Светлый фон

Все комментаторы единодушны в том, что Пушкин здесь ошибся, ослышался, перепутал: Арарат не виден из Гумр (Гюмри), оттуда видна другая гора – Арагац (тюрк. Алагёз). При этом трудно поверить, что за шесть лет, прошедших от события до текста, он так и не разобрался, так и не понял, что видел другие вершины. Да и вообще – было ли это в реальности? Возможно, Пушкину, как и в других случаях, была важна здесь не правда факта, а сам образ, важно было присутствие Арарата в его личных кавказских впечатлениях. Хорошо известно, что Арарат показывается не всегда и не всем; существует, например, легенда, что Николай I, находясь в Эривани, каждое утро выходил на балкон, но Арарат не открылся ему. Пушкину важно было увидеть Арарат если не физическим, то художественным зрением – без этого путешествие на Кавказ нельзя было считать состоявшимся. Так или иначе, в тексте возникает видение ковчега и слова о «надежде обновления и жизни»[734]; это видение рифмуется с финальным «чудным зрелищем» монастыря на Казбеке, которому тоже символически предшествует буря, как и эпизоду с видением Арарата, а дальше, уже в самом конце рассказа, путешественник переправляется через опасную балку и выезжает «из тесного ущелия на раздолие широких равнин». Здесь библейская история неявным образом проецируется на личный путь рассказчика – так завершается внутренний драматический сюжет пушкинского травелога. В путевых записках 1829 года нет ни эпизода с Араратом, ни описания монастыря на Казбеке, это пласт 1835 года, это взгляд автора текста на героя событий[735].
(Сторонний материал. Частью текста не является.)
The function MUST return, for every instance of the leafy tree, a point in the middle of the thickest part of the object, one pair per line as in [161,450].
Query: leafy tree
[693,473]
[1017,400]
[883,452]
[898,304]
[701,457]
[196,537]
А Мандельштам – мог ли он не понимать, что Пушкин не увидел Арарата? Он-то сам прекрасно различал эти горы: «В Эривани Алагёз торчал у меня перед глазами, как здрасьте и прощайте. Я видел, как день ото дня подтаивал его снеговой гребень, как в хорошую погоду, особенно по утрам, сухими гренками хрустели его нафабренные кручи». Первая фраза главки «Аштарак» звучит как отклик на недоразумение, как ответ далекому собеседнику: «Мне удалось наблюдать служение облаков Арарату». Пушкин хотел, но не увидел, мне – удалось. Примерно так же акцентированы и поэтические строки: «…я все-таки увидел / Библейской скатертью богатый Арарат». Кажется, перед нами пример неявного диалога, соотнесения своего опыта с пушкинским – во всяком случае, эти фрагменты аукаются в резонантном пространстве русской литературы.

Горы занимают важное место в образном строе обоих травелогов, отношения рассказчиков с горами выявляют скрытый сюжет – у Пушкина это сюжет напряжения и выбора между горизонталью и вертикалью жизни, у Мандельштама – сюжет притяжения горой: «Я в себе выработал шестое – “араратское” – чувство: чувство притяжения горой. Теперь, куда бы меня ни занесло, оно уже умозрительно и останется». Последние страницы «Путешествия в Армению» и «Путешествия в Арзрум» объединяет восходящее движение: у Пушкина это движение взгляда – рассказчик вдруг увидел чудное зрелище высокогорного монастыря, который, «казалось, плавал в воздухе, несомый облаками», у Мандельштама это физический подъем рассказчика на гору Алагёз – подъем, оказавшийся легким, радостным, обещающим.